Personal details
- Born: Mirza Mohammad Ibrahim 1905 Kala Gujran, Punjab, British India
- Died: August 11, 1999 (aged 93–94) Lahore, Punjab, Pakistan
- Party: NAP(B)
- Other political affiliations: NAP (1957–1967); CPP (1947–1954); CPI (pre-1947);
- Occupation: railway worker

= Mirza Ibrahim =

Pakistani politician

Mirza Mohammad Ibrahim (1905-11 August 1999) was a Pakistani leftist politician, trade union leader, poet, and writer. He was one of the important labor leaders based in the railway workshops of Mughalpura, Lahore.

==Biography==
Mirza Ibrahim was born in 1905 in the village of Kala Gujran in Punjab Province, British India. In 1921, during his adolescence, Ibrahim was imprisoned for participating in the Khilafat Movement. Three years later, he moved to Rawalpindi and worked as a brick laborer, garden gardener, and railway worker. After relocating to Lahore in 1930, he became involved in the trade union movement, joined the Communist Party of India, and was elected president of the Railway Federation. He was a member of the All-India Trade Union Congress. In addition, he established the Railway Workers’ Union. During the Pakistan Movement, he maintained good relations with its leader Muhammad Ali Jinnah. He was among the important labor leaders based in the railway workshops of Mughalpura, Lahore. After the independence of Pakistan in 1947, he launched movements with railway workers for wage increases, which led to his arrest by the government of Pakistan. Subsequently, along with other workers, he formed the Pakistan Trade Union Federation and was elected as its founding president. In the 1951 Punjab Provincial Assembly election, he contested from the Lahore railway constituency, though he lost to the candidate of the Pakistan Muslim League due to the opposition's electoral malpractice. Later, he was imprisoned in connection with the Rawalpindi conspiracy.
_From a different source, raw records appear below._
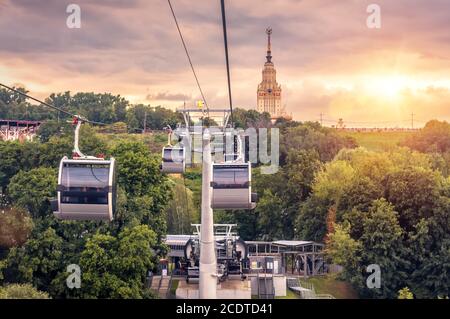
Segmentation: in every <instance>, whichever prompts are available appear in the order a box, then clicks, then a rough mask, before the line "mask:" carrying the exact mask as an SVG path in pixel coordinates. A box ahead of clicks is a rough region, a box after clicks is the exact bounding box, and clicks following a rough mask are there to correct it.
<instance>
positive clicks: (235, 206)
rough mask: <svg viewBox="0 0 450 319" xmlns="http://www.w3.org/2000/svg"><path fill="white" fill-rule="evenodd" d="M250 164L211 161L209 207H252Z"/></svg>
mask: <svg viewBox="0 0 450 319" xmlns="http://www.w3.org/2000/svg"><path fill="white" fill-rule="evenodd" d="M251 176H252V170H251V164H250V162H248V163H213V164H212V182H211V187H212V201H211V207H212V208H217V209H254V208H255V206H256V194H254V193H252V188H251Z"/></svg>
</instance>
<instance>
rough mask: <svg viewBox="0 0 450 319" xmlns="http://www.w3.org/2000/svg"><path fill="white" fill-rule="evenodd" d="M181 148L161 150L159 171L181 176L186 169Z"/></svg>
mask: <svg viewBox="0 0 450 319" xmlns="http://www.w3.org/2000/svg"><path fill="white" fill-rule="evenodd" d="M184 153H185V152H184V148H183V147H164V148H163V150H162V164H161V171H162V172H163V173H169V174H182V173H184V171H185V168H186V161H185V157H184Z"/></svg>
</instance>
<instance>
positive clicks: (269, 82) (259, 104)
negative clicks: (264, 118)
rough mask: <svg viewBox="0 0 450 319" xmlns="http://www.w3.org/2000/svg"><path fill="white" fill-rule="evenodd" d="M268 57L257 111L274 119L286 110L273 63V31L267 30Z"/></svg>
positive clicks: (264, 67) (265, 68)
mask: <svg viewBox="0 0 450 319" xmlns="http://www.w3.org/2000/svg"><path fill="white" fill-rule="evenodd" d="M266 34H267V55H266V63H264V69H263V71H262V82H261V83H260V84H259V85H258V93H257V110H258V111H259V112H268V113H269V114H270V116H271V118H272V119H276V118H279V117H282V116H283V114H284V109H283V107H282V106H281V86H280V85H279V84H278V83H277V71H276V70H275V67H274V65H273V62H272V48H271V43H270V36H271V34H272V29H271V28H270V27H269V28H267V29H266Z"/></svg>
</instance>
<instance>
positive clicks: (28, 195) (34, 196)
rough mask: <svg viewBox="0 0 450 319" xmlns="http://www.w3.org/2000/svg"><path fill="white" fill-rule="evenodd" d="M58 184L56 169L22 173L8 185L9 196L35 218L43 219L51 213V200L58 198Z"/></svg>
mask: <svg viewBox="0 0 450 319" xmlns="http://www.w3.org/2000/svg"><path fill="white" fill-rule="evenodd" d="M56 184H57V176H56V170H55V169H52V168H45V167H42V168H35V169H32V170H30V171H27V172H25V171H20V172H19V173H18V174H16V175H15V176H14V177H13V178H12V179H11V182H10V183H9V185H8V196H9V197H10V198H11V201H12V202H13V203H14V204H16V205H18V206H21V207H24V208H26V209H28V211H29V212H30V213H31V215H32V216H33V217H35V218H36V217H42V216H45V215H47V214H49V212H50V202H49V200H50V199H51V198H53V197H55V196H56Z"/></svg>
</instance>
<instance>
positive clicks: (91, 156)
mask: <svg viewBox="0 0 450 319" xmlns="http://www.w3.org/2000/svg"><path fill="white" fill-rule="evenodd" d="M85 121H86V120H85V119H84V118H83V117H81V116H79V115H77V116H75V117H74V118H73V124H75V125H76V126H75V134H74V143H73V151H72V153H73V154H72V157H73V158H74V159H103V158H98V157H95V156H88V155H84V154H83V153H82V152H81V151H80V147H79V143H78V142H79V138H80V128H81V124H83V122H85Z"/></svg>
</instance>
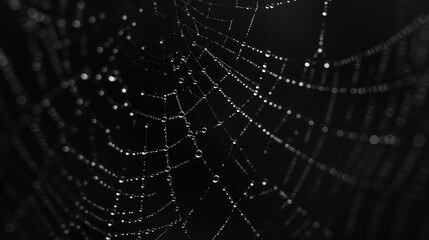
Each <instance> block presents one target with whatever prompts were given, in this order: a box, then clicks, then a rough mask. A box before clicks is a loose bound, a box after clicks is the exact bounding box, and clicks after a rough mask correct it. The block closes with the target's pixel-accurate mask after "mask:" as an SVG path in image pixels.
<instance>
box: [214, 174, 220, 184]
mask: <svg viewBox="0 0 429 240" xmlns="http://www.w3.org/2000/svg"><path fill="white" fill-rule="evenodd" d="M219 179H220V178H219V175H213V183H218V182H219Z"/></svg>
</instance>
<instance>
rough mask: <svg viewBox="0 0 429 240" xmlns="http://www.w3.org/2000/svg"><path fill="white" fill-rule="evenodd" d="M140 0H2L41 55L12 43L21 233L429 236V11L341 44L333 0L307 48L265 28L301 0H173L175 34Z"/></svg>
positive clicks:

After the Pakistan Trade Union Federation and the Communist Party of Pakistan was banned in 1954, he joined the National Awami Party. In the 1970 Punjab Provincial Assembly election, he participated but was defeated. In 1994, under his leadership, nine trade union organizations came together to form the Pakistan Trade Union Confederation. He died on 11 August 1999.

==Legacy==
In 2017, festivals were organized in the railway headquarters of Pakistan to commemorate him.